The best Israel can hope for in a ground campaign may be to push Hezbollah’s ground forces north of the Litani, and to reach a ceasefire arrangement that keeps Hezbollah is further away, less powerful as a military force, and generally deterred from shelling Israel.
Meanwhile, if Israel does invade, Hezbollah may face significant communications problems, given the damage done by the pager and walkie-talkie explosions. Hezbollah’s leaders have ruled out cell phone use, given how mobile networks can be tracked, which means that beyond the demoralizing effect of last week’s remotely-triggered blasts, Hezbollah operatives are likely scrambling for alternative ways of communicating.
“This leaves [Hezbollah] with few remaining options beyond couriers,” Norman Roule, a 34-year CIA veteran who worked on Iran, told The Cipher Brief. “This is bound to impact the group’s effectiveness as it struggles to identify a means to restore efficient and secure command and control in wartime conditions.”
The pager attacks “add an aura of uncertainty, and isolates the senior leadership” of Hezbollah, said Raphael Cohen, senior political scientist at the RAND research institute. Israel also hacked into radio stations in Lebanon, urging residents of the south to move away from suspected missile launch sites. That directive sent thousands of civilians clogging the roads north to Beirut, further hampering the ability of Hezbollahs’ 30,000 or more troops to operate in the south.

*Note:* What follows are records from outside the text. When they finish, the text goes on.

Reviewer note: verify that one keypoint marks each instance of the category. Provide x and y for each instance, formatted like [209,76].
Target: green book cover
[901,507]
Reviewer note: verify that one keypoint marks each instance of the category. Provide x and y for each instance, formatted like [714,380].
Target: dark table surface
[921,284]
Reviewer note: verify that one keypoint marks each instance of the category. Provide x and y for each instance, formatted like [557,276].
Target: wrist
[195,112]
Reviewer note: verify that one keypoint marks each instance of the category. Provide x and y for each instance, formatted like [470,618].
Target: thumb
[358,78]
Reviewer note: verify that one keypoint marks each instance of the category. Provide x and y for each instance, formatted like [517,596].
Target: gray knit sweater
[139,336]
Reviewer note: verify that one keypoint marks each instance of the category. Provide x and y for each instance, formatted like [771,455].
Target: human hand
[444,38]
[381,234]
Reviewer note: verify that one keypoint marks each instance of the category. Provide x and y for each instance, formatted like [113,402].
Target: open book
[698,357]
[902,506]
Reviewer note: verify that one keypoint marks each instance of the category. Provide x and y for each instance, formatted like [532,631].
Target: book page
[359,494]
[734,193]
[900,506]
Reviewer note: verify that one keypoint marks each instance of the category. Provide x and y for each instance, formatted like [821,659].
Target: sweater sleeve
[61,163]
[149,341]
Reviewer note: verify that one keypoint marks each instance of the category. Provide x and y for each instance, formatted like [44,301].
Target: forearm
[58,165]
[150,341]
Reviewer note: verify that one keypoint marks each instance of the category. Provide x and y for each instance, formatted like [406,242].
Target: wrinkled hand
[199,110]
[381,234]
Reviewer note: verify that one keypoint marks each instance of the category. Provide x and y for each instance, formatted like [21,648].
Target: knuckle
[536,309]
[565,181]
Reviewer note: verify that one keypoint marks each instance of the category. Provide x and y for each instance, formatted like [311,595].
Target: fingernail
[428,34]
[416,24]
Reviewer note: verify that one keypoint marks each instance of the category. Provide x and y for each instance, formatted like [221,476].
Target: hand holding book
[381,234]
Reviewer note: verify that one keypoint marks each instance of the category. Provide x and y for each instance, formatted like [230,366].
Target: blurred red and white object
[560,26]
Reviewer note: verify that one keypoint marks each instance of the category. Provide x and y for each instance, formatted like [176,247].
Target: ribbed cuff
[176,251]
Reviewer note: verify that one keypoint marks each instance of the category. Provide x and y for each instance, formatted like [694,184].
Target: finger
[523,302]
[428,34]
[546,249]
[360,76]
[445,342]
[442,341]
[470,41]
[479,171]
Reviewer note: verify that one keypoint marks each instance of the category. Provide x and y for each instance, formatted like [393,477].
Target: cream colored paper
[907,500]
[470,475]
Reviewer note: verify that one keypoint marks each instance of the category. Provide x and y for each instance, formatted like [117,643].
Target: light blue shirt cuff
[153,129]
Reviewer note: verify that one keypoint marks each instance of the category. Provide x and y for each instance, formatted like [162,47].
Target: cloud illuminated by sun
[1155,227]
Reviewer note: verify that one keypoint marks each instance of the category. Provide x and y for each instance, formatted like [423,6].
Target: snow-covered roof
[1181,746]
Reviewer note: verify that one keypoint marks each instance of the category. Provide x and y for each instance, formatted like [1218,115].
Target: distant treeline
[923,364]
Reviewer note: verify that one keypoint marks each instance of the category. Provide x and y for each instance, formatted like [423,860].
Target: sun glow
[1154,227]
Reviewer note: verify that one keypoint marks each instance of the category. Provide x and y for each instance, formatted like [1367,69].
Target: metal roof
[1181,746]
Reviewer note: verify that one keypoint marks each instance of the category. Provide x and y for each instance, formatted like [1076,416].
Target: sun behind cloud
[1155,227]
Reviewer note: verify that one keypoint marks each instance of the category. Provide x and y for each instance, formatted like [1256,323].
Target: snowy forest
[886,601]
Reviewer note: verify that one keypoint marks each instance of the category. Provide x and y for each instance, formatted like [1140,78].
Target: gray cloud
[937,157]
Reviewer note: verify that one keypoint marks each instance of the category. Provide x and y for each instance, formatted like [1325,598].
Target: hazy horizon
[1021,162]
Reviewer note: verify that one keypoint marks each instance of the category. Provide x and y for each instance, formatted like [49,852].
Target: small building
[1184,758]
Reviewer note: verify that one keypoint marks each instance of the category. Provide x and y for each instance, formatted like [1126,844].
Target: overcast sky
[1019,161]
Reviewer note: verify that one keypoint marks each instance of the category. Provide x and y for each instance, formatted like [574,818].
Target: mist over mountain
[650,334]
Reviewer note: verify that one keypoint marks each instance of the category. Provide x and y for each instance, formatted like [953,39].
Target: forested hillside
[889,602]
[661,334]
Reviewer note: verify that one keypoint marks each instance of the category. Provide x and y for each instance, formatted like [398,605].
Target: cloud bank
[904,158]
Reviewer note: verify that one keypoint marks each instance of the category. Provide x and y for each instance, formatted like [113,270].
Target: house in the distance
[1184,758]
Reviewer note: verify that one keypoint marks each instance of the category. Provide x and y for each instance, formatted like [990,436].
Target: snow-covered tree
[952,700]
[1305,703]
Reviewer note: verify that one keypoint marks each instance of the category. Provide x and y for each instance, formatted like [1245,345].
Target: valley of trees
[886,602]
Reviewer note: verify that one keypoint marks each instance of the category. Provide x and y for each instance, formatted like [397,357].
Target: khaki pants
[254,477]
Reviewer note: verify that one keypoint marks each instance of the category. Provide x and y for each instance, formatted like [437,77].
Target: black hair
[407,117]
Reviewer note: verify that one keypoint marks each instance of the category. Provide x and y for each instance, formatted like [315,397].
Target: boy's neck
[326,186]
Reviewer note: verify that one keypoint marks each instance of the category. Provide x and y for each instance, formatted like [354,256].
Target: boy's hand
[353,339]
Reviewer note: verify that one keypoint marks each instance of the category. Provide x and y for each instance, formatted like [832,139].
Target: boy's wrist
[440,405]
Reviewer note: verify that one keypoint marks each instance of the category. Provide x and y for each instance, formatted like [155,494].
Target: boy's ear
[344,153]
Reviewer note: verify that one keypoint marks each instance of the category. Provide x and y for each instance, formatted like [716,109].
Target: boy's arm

Ultimately, Cohen told The Cipher Brief, “a win for Israel would be Hezbollah stops the shelling, and moves its forces back north of the Litani River, in accordance with UN Security Council Resolution 1701.” The message of the current Israeli operations, Cohen added, is “signal to Hezbollah: ‘Do you really want to link arms with Hamas, and go to meet your maker, or do you want to choose a different path?’”
Ground war or not, the Israeli attacks against Hezbollah may not end soon – and for the moment at least, northern Israel is as dangerous as ever. And those 70,000 Israelis who live there aren’t likely to be back in their homes anytime soon.